Revolution was in the air; the rights of man were being preached and practised in preference to patriotism and unselfish devotion to country; upstarts were springing into position; subtle agents of the Kaiser, their pockets heavy with German gold, had seized upon the ear of the ignorant people; soldiers turned against their officers; the working and the peasant class were induced first to oppose and then to throw off allegiance to those who had been their lords and masters. Anarchy supervened, though for a time the revolutionists, holding those who would carry matters to great lengths, attempted to form a Government and control the country, even attempted to keep the soldiers in the trenches and to stem the German invasion; until anarchy reared its head still higher, the voices of Trotsky and Lenin overpowered the voices of the moderates.

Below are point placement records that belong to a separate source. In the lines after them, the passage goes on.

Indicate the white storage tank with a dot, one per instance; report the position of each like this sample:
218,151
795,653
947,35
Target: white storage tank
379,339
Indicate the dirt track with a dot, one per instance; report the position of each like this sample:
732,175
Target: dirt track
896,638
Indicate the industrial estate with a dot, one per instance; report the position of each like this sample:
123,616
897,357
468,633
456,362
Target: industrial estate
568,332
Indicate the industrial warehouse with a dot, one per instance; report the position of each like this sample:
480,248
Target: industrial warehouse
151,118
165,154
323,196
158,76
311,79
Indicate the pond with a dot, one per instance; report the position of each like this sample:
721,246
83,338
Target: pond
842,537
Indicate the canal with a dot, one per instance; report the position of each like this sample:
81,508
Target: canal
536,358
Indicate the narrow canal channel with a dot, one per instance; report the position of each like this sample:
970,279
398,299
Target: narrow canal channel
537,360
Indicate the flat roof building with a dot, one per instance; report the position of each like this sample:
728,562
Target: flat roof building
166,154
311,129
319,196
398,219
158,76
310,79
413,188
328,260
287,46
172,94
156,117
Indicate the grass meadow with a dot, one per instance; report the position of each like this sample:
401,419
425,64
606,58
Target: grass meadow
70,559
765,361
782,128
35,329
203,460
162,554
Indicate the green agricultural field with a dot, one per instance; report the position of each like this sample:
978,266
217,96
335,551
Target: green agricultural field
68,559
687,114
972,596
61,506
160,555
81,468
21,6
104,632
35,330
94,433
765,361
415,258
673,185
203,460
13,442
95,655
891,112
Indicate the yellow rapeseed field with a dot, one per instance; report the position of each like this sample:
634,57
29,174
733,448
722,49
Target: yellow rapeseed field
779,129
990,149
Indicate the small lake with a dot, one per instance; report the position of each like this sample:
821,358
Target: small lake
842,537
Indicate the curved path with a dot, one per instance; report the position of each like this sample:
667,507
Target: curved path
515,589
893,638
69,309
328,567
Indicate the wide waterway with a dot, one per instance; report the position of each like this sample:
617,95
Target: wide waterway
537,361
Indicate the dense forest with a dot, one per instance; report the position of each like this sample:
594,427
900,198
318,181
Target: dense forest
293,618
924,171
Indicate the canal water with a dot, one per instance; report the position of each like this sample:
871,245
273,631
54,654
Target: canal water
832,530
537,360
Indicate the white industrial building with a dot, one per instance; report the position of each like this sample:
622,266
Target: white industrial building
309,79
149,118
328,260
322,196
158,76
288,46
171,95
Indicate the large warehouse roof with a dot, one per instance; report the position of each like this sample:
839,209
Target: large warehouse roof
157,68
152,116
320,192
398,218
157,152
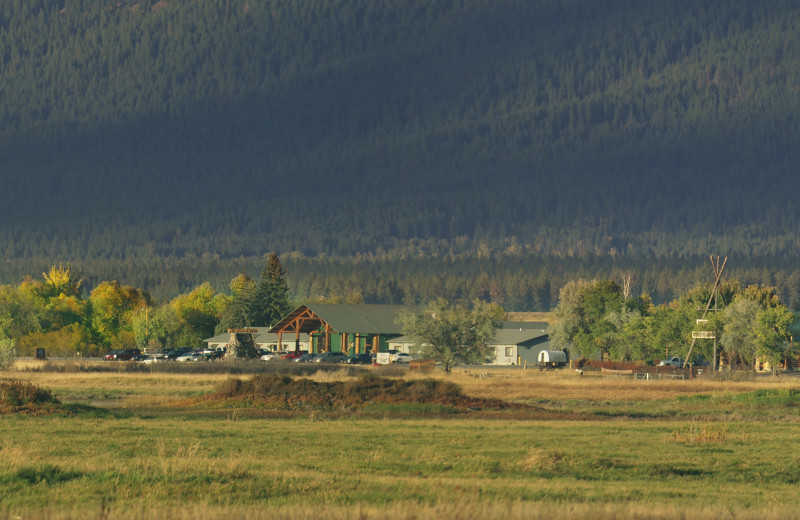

The Tsar and his house had been removed, and were, in fact, prisoners; the government of the people, on behalf of the people, was destroyed. Trotsky and Lenin became, in fact, the rulers of the country, and they, be it understood, were already more than half given over to Germany. Trenches were abandoned, soldiers gave themselves leave and went off to their distant homes, a few faithful and patriotic divisions were left stranded; guns by the hundred and munitions of every description—for the most part supplied by Britain—lay at the mercy of any German battalion that cared to come for them.
The inevitable followed. German troops advanced and seized wide tracts of country. They took, with only the trouble of taking it, vast masses of military booty; they imposed peace terms on the Russians which practically made slaves of them; and, with their accustomed cunning, so handled matters that this huge country, once tenanted by a patriotic people, became dissolved into separate provinces, each claiming its own sovereignty, the one already engaged in warfare against the other, careless of the fact that the conqueror was already knocking at their doors.